Alexander N. Konovalov is a Russian neuroscientist who has been the director of the Burdenko Neurosurgery Institute for thirty-two years.

== Education ==
Konovalov graduated from the 1st Moscow Medical Institute named after I. M. Setchenov Upon graduation he entered training in the N. Burdenko Institute of Neurosurgery of RAMS of the USSR.

== Career ==
From 1966 to 1975 Konovalov was deputy director and from 1975 he is Director of the N. N. Burdenko Institute of Neurosurgery of RAMS. In 1974 he was elected as a Corresponding Member and in 1982 he became an Academician of the Academy of Medical Sciences of the USSR. Since 1994 he has been heading the Chair of pediatric neurosurgery at the Academy of Postgraduate Education. From 1972 until now he is editor-in-chief of the Journal Voprosy Neurokhirurgii.

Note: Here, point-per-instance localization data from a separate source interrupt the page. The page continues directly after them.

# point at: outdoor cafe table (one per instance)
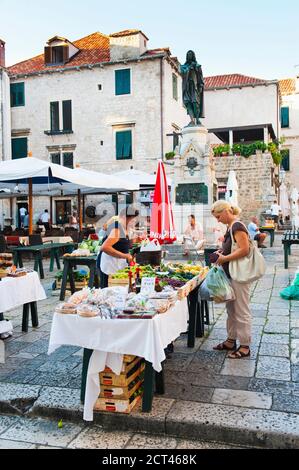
(106, 341)
(37, 251)
(290, 237)
(24, 290)
(271, 232)
(70, 263)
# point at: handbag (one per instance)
(247, 269)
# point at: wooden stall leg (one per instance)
(34, 316)
(25, 319)
(149, 375)
(86, 358)
(64, 279)
(41, 267)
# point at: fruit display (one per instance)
(92, 245)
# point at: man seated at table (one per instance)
(254, 232)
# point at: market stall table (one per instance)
(37, 251)
(70, 263)
(271, 232)
(25, 290)
(105, 341)
(290, 237)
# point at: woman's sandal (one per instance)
(238, 354)
(223, 346)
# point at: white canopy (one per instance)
(284, 200)
(294, 194)
(232, 188)
(139, 177)
(50, 177)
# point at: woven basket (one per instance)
(149, 257)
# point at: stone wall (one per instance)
(254, 180)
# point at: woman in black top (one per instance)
(114, 254)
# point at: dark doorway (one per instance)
(21, 215)
(63, 211)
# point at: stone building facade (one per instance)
(289, 89)
(255, 181)
(77, 105)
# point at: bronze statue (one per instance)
(193, 89)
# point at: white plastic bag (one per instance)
(153, 245)
(219, 285)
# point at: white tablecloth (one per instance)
(21, 290)
(110, 339)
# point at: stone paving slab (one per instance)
(273, 368)
(242, 398)
(97, 438)
(276, 350)
(42, 431)
(264, 428)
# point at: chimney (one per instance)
(2, 53)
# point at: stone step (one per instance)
(179, 418)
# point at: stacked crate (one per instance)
(121, 393)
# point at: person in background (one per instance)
(23, 212)
(114, 254)
(193, 235)
(255, 234)
(74, 220)
(238, 312)
(275, 208)
(26, 221)
(45, 217)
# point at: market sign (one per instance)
(192, 193)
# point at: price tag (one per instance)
(147, 285)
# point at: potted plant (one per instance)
(170, 155)
(236, 149)
(217, 150)
(225, 150)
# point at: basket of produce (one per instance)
(149, 257)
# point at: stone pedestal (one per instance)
(194, 183)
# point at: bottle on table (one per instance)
(131, 282)
(138, 280)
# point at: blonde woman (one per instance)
(238, 323)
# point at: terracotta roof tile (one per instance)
(287, 86)
(236, 79)
(126, 32)
(94, 48)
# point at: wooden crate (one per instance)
(116, 406)
(123, 379)
(117, 282)
(78, 285)
(121, 393)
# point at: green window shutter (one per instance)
(54, 111)
(17, 94)
(68, 160)
(285, 163)
(67, 115)
(55, 158)
(123, 82)
(285, 118)
(174, 86)
(19, 148)
(124, 145)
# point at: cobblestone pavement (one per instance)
(41, 433)
(202, 386)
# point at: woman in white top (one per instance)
(193, 235)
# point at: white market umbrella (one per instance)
(294, 194)
(31, 174)
(232, 188)
(284, 201)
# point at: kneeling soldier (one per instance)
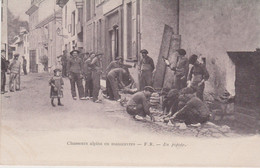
(138, 106)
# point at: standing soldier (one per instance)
(115, 78)
(146, 70)
(95, 64)
(198, 75)
(75, 74)
(4, 67)
(24, 66)
(64, 63)
(14, 68)
(181, 70)
(88, 77)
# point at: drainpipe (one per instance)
(178, 17)
(138, 29)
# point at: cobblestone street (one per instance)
(35, 132)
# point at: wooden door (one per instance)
(33, 65)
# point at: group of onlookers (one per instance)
(184, 101)
(87, 66)
(14, 68)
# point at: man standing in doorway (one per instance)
(197, 76)
(24, 66)
(146, 69)
(14, 68)
(75, 74)
(4, 67)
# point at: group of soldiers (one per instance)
(87, 66)
(184, 101)
(14, 68)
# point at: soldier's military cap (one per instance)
(144, 51)
(149, 88)
(16, 55)
(193, 58)
(181, 51)
(77, 51)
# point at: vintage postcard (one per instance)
(130, 83)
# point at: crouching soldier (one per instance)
(191, 110)
(138, 106)
(170, 102)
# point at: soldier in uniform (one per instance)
(4, 67)
(14, 68)
(64, 60)
(146, 69)
(139, 106)
(56, 84)
(181, 70)
(75, 74)
(87, 76)
(197, 76)
(24, 66)
(95, 64)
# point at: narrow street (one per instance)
(34, 132)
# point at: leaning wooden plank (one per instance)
(158, 77)
(169, 74)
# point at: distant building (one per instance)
(4, 39)
(21, 45)
(44, 42)
(116, 27)
(72, 24)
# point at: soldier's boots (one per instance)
(52, 103)
(59, 103)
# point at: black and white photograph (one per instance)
(130, 83)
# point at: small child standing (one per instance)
(56, 83)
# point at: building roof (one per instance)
(32, 9)
(49, 19)
(61, 3)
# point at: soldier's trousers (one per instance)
(179, 83)
(200, 91)
(114, 86)
(64, 70)
(96, 84)
(145, 79)
(24, 70)
(75, 79)
(14, 81)
(3, 81)
(136, 110)
(88, 86)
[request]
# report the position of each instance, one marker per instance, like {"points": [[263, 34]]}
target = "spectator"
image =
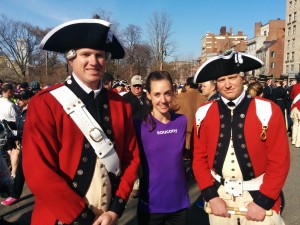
{"points": [[187, 103], [107, 81], [8, 112], [137, 98], [23, 100], [209, 90]]}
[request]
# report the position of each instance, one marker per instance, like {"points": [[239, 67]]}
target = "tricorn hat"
{"points": [[222, 65], [83, 33]]}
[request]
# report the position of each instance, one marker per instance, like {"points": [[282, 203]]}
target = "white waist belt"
{"points": [[236, 187], [103, 147]]}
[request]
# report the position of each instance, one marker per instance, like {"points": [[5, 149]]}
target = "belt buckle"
{"points": [[95, 134], [233, 187]]}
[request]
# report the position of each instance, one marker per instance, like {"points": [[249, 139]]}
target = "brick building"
{"points": [[268, 45], [291, 59]]}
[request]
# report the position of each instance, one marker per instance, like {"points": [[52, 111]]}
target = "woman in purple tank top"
{"points": [[163, 195]]}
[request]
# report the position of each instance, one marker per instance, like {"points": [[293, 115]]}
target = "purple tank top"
{"points": [[163, 187]]}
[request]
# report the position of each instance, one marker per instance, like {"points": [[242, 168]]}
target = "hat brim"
{"points": [[219, 66], [83, 33]]}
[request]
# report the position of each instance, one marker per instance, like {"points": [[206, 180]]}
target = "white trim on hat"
{"points": [[54, 30]]}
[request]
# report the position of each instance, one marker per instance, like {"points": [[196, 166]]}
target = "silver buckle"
{"points": [[95, 134], [233, 187]]}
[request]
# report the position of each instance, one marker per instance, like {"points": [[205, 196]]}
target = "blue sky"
{"points": [[191, 19]]}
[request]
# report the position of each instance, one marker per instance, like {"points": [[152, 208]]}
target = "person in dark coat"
{"points": [[19, 180]]}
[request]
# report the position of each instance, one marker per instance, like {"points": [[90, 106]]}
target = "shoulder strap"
{"points": [[263, 111], [103, 147]]}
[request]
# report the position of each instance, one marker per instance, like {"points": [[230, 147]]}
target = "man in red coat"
{"points": [[71, 184], [241, 150]]}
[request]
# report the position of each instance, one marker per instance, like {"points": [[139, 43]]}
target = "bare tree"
{"points": [[132, 39], [17, 43], [159, 31]]}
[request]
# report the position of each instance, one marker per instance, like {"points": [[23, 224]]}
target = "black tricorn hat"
{"points": [[83, 33], [221, 65]]}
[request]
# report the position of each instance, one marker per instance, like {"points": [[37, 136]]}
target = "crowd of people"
{"points": [[96, 140]]}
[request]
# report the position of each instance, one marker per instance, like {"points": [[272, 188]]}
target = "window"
{"points": [[273, 54], [272, 65]]}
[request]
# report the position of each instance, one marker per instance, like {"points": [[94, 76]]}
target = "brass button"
{"points": [[75, 185]]}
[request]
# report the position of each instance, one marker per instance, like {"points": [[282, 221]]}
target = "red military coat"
{"points": [[271, 157], [52, 147]]}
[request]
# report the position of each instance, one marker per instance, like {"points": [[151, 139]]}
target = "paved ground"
{"points": [[21, 211]]}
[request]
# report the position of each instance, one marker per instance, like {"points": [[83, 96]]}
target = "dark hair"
{"points": [[155, 76], [190, 82]]}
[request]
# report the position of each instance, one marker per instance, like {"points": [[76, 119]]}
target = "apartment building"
{"points": [[291, 61], [268, 45]]}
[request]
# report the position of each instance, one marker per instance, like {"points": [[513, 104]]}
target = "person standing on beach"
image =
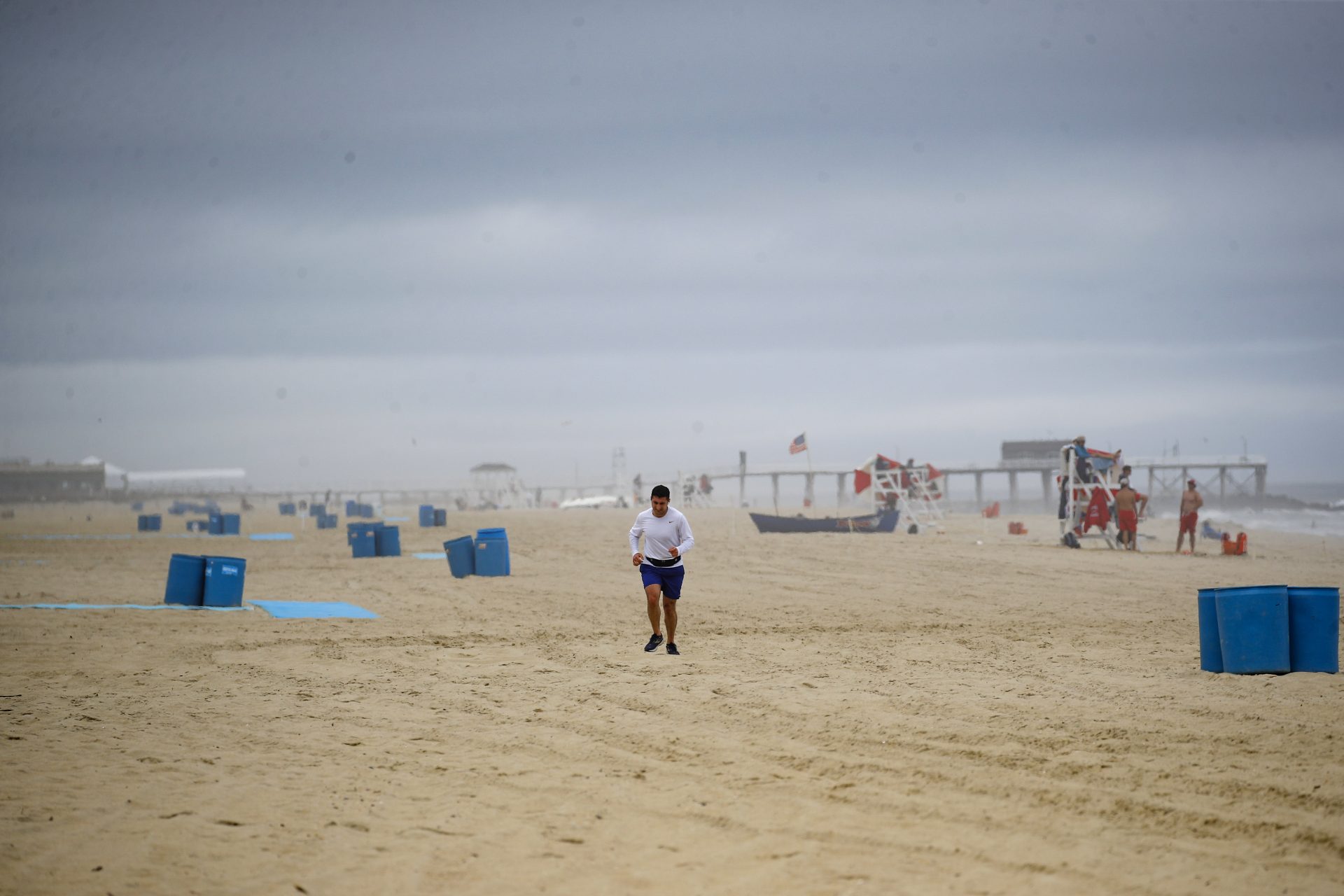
{"points": [[1190, 504], [667, 538], [1128, 503]]}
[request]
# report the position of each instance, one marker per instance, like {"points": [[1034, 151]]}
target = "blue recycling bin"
{"points": [[1253, 629], [186, 580], [362, 539], [387, 542], [492, 552], [461, 556], [1210, 648], [1313, 629], [223, 582]]}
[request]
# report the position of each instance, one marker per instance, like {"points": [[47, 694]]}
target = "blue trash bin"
{"points": [[1210, 648], [363, 542], [1253, 629], [1313, 629], [186, 580], [461, 556], [492, 552], [387, 542], [223, 582]]}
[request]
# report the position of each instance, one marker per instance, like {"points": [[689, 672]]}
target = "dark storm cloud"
{"points": [[996, 198], [504, 167]]}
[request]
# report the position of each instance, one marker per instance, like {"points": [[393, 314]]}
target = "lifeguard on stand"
{"points": [[1086, 492], [913, 489]]}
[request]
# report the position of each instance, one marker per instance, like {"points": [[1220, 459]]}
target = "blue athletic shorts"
{"points": [[668, 578]]}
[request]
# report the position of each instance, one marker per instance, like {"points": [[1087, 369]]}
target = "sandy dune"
{"points": [[851, 715]]}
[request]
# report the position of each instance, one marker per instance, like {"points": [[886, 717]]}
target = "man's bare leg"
{"points": [[654, 593], [670, 614]]}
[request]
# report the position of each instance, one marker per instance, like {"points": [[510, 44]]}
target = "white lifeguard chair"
{"points": [[910, 488], [1088, 481]]}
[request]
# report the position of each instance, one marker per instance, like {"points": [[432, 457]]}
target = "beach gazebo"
{"points": [[495, 484]]}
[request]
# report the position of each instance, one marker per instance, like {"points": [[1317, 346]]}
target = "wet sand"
{"points": [[851, 713]]}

In the period from 1981 to 1991 he was President of the All-Union Neurosurgical Society. Twice he was elected as vice-president of the World Federation of Neurosurgical Societies (1981-1985 and in 1993) and also two times as a vice-president of the European Association of Neurosurgical Societies (1975-1983 and 1987–1991).

== Accomplishments and awards ==
He is Honorary Member of the American Association of Neurological Surgeons and a member of some foreign neurosurgical societies. In 1999 he received Medal of Honor by the European Association of Neurosurgical Societies. He is a member of the Euroacademia Multidisciplinaries Neurotrauma-tologica - 2000. In 2000 he was elected as an academician of the RAS. Throughout his career, Konovalov has remained focused on his role as a surgeon. Along with colleagues at Burdenko, he refined many neurosurgical techniques. Examples include the infratentorial supracerebellar approach to the pineal region and third ventrical (12–14, 21), the combined transcallosal and subfrontal approach for removal of giant craniopharyngiomas involving the third ventricle, and craniofacial approaches to intracranial lesions. He has operated on more than 1000 patients with craniopharyngiomas. He successfully separated Siamese twins in 1989.

== Publications ==
He is author of about 243 scientific publications and twelve monographs. His main scientific interests are surgery of deep-seated tumors, pediatric neurosurgery, vascular surgery and head injury.